Barbara’s wish gets her started on the road to power, and at first it seems like one of those bad 80’s movies (Hey, right era at least) when the dorky kid becomes popular and handles it badly. But things get much worse. Diana and Steve enjoy each other, which is really problematic. While I wouldn’t kick either Wonder Woman or Gal Gadot out of my bed, I’d like to have some choice in the matter. Poor Nameless Guy doesn’t get that. Max, coming into his own weird power, moves around the world, causing chaos, bringing bad Arab stereotypes to life, and giving us the only other mention to the wider world of DC, with a passing reference to Bialya, Bialya has been the source of a lot of problems for various DC heroes, but we see none of that.

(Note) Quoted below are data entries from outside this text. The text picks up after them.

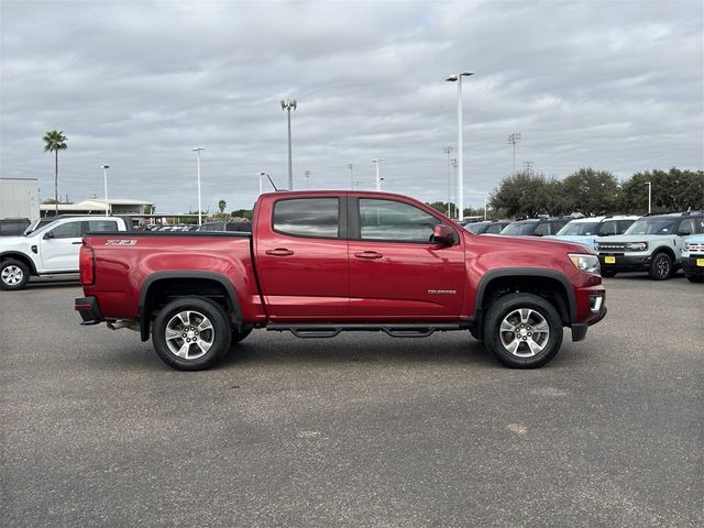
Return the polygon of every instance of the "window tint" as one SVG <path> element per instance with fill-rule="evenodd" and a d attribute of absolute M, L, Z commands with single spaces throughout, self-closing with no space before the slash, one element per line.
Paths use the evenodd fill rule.
<path fill-rule="evenodd" d="M 694 231 L 694 219 L 692 218 L 688 218 L 685 220 L 682 220 L 682 222 L 680 223 L 680 228 L 678 229 L 678 232 L 686 232 L 690 234 L 694 234 L 696 231 Z"/>
<path fill-rule="evenodd" d="M 492 226 L 490 226 L 488 228 L 486 228 L 486 233 L 487 234 L 498 234 L 502 232 L 502 229 L 504 229 L 506 227 L 505 223 L 494 223 Z"/>
<path fill-rule="evenodd" d="M 618 220 L 618 230 L 616 234 L 623 234 L 634 224 L 635 220 Z"/>
<path fill-rule="evenodd" d="M 118 227 L 112 220 L 89 220 L 88 232 L 117 231 Z"/>
<path fill-rule="evenodd" d="M 298 237 L 336 239 L 340 235 L 337 198 L 280 200 L 274 206 L 274 229 Z"/>
<path fill-rule="evenodd" d="M 607 237 L 609 234 L 618 234 L 617 220 L 604 220 L 602 224 L 598 227 L 598 232 L 596 234 L 601 237 Z"/>
<path fill-rule="evenodd" d="M 47 231 L 53 233 L 55 239 L 79 239 L 82 237 L 80 230 L 81 223 L 82 222 L 68 222 Z"/>
<path fill-rule="evenodd" d="M 429 242 L 440 221 L 417 207 L 392 200 L 360 200 L 362 240 Z"/>

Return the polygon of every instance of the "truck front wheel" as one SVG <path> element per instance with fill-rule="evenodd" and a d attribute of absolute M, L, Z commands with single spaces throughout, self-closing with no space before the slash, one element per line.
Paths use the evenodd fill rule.
<path fill-rule="evenodd" d="M 158 356 L 179 371 L 202 371 L 229 350 L 232 330 L 228 317 L 202 297 L 180 297 L 154 319 L 152 341 Z"/>
<path fill-rule="evenodd" d="M 14 258 L 0 264 L 0 289 L 24 289 L 30 280 L 30 268 Z"/>
<path fill-rule="evenodd" d="M 562 320 L 556 308 L 538 295 L 505 295 L 487 310 L 484 344 L 507 366 L 535 369 L 560 350 Z"/>

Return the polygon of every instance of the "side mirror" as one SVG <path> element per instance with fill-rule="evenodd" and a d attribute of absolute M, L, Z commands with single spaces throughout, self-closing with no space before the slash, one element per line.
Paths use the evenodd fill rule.
<path fill-rule="evenodd" d="M 452 245 L 454 243 L 454 231 L 452 228 L 440 223 L 432 228 L 431 240 L 441 245 Z"/>

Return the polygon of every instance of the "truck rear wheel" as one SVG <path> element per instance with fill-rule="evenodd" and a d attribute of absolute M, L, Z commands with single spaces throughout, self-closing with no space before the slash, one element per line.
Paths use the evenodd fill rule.
<path fill-rule="evenodd" d="M 8 258 L 0 264 L 0 289 L 24 289 L 30 268 L 23 262 Z"/>
<path fill-rule="evenodd" d="M 507 366 L 535 369 L 560 350 L 562 320 L 556 308 L 538 295 L 505 295 L 488 308 L 484 344 Z"/>
<path fill-rule="evenodd" d="M 158 356 L 179 371 L 213 366 L 229 350 L 232 329 L 220 306 L 202 297 L 180 297 L 154 319 L 152 341 Z"/>

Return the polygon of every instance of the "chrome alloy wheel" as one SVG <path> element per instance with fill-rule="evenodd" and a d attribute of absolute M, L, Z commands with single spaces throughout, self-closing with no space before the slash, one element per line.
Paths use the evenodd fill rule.
<path fill-rule="evenodd" d="M 2 282 L 8 286 L 16 286 L 24 278 L 24 272 L 20 266 L 9 265 L 2 268 Z"/>
<path fill-rule="evenodd" d="M 508 352 L 517 358 L 531 358 L 547 346 L 550 327 L 538 311 L 519 308 L 504 318 L 499 336 Z"/>
<path fill-rule="evenodd" d="M 182 311 L 168 320 L 164 338 L 168 350 L 184 360 L 197 360 L 212 346 L 212 322 L 198 311 Z"/>

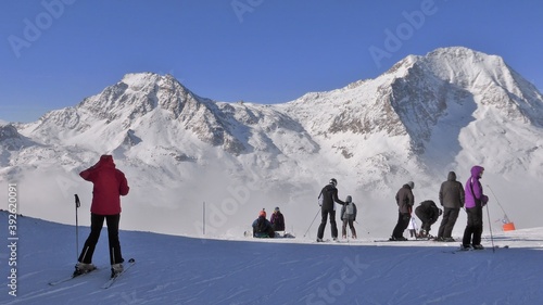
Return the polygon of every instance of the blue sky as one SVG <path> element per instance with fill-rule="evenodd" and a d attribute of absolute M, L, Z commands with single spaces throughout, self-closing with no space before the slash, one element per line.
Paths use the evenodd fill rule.
<path fill-rule="evenodd" d="M 283 103 L 463 46 L 543 89 L 541 1 L 2 1 L 0 119 L 33 122 L 127 73 L 217 101 Z"/>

As Barbara gets corrupted by her newfounded abilities, Diana and Steve ride the DC Metro (with anachronistic signs indicating lines that didn’t exist back then), steal a plane (that the decades-out-of-date Trevor knows how to fly), exceed the flying range of any craft of that size, and, oh yeah, Diana gets a new ability by the Power of Convenience, which is a sort of nod to one of Wonder Woman’s iconic tools.
Max keeps getting more and more power, ignores his son the mother is never mentioned), and manipulates people with ridiculous ease to do just what he wants. It’s never enough for him, and he escalates things constantly. We do learn of a way to stop Max, but it comes at a huge price. Diana resists, but eventually pays it, since there’s no other option. Barbara gets more and more selfish, clashing with her former friend and slowly metamorphosizing towards her comic book incarnation. There, she’s known as Cheetah. The Cheetah character has had several origins over the decades. This is none of them.